The eruption of the volcano Toba on Sumatra is one of the greatest volcanic events of the past two million years. The eruption 74,000 years ago had global effects: ash and dust led to a so-called volcanic winter that lasted for years and cooled the earth’s surface – with potentially catastrophic consequences. Even our ancestors could hardly have escaped extinction at the time. Some researchers suspect that early Homo sapiens populations shrank significantly and that our ancestors only survived in a few refuges in Africa. The cold phase therefore stood in the way of its further expansion to Asia and Australia. How much the Toba outbreak really affected people is controversial.
“Central to this debate is the question of whether representatives of Homo sapiens arrived in India before the Toba outbreak,” said Chris Clarkson of the University of Queensland in St. Lucia and his colleagues. The subcontinent is considered a key region for the colonization of Australasia by anatomically modern humans and could thus provide valuable information about the consequences of the eruption – but so far there has been a lack of meaningful archaeological finds. The discovery that the team around Clarkson is now reporting is all the more exciting: Stone tools at the Dhaba site in the Indian valley testify to the presence of human inhabitants. These artifacts are between 80,000 and 40,000 years old and thus date from before, during and after the Toba eruption.
Inhabited continuously
As the scientists report, there is a clear development in stone tools. While the people in Dhaba initially used roughly processed flints, they later produced ever smaller and more sophisticated tools that were only a few centimeters long. The bottom line: “The stone tools are similar to the tools that Homo sapiens used in Africa at the same time,” says Clarkson. In addition, some of them looked like the earliest known artifacts from Australia. “The Dhaba finds act as an important bridge between regions with similar archeology in the east and west,” explains the team. What does that mean specifically? Given the striking similarity, the researchers assume that Dhaba’s tools could be products of earlier representatives of our species.

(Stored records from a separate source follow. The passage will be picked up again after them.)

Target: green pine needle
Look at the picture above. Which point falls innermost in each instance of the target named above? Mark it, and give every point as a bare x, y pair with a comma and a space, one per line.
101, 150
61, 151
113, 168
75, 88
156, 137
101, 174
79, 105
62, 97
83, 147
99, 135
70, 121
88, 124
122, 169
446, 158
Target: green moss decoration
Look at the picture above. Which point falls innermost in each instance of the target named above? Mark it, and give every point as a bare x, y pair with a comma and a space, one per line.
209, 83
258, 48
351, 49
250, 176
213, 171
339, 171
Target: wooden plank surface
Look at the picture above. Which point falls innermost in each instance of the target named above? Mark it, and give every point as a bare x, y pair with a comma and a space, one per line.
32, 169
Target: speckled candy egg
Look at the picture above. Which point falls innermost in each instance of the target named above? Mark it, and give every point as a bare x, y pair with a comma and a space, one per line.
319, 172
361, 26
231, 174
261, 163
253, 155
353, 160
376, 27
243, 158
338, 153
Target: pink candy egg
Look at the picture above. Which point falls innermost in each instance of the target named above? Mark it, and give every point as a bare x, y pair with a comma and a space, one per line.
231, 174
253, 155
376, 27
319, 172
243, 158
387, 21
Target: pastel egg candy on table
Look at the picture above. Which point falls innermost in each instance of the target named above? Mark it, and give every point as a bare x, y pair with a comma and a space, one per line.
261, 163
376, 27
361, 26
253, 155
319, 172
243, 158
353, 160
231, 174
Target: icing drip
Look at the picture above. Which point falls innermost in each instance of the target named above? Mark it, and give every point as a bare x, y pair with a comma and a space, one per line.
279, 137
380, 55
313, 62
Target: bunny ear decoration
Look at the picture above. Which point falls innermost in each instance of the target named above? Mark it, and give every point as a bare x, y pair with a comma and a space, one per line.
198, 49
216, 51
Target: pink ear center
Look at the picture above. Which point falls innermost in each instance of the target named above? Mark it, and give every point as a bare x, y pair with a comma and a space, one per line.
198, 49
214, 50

This not only confirms genetic and fossil finds, according to which Homo sapiens had reached Asia at least 60,000 years ago. The complete archaeological tradition also indicates that the region was continuously inhabited. “The finds provide evidence of long-term human settlement,” Clarkson and his colleagues state. “The fact that the tools did not disappear at the time of the volcanic eruption or that the technology changed dramatically afterwards suggests that the local populations around Dhaba survived the so-called catastrophe,” Clarkson adds. Accordingly, the people in India seem to have easily survived ash rain and cooling – although the Toba eruption has also been shown to leave its mark there. Researchers in the Son Valley found ashes from this event as early as the 1980s.
Less disastrous than expected
All in all, the results suggest that the eruption of the volcano 74,000 years ago was less apocalyptic than we thought for our ancestors. According to the scientists, this also speaks for the adaptability of people. Apparently, the hunters and gatherers in the Son Valley could react flexibly to changes in their environment. “The archaeological finds testify to a remarkable resilience,” comments co-author Michael Petraglia from the Max Planck Institute for the History of Humanity in Jena. At the same time, it shows that the “volcanic winter” was probably not as violent as originally thought. In fact, previous studies suggested less drastic cooling.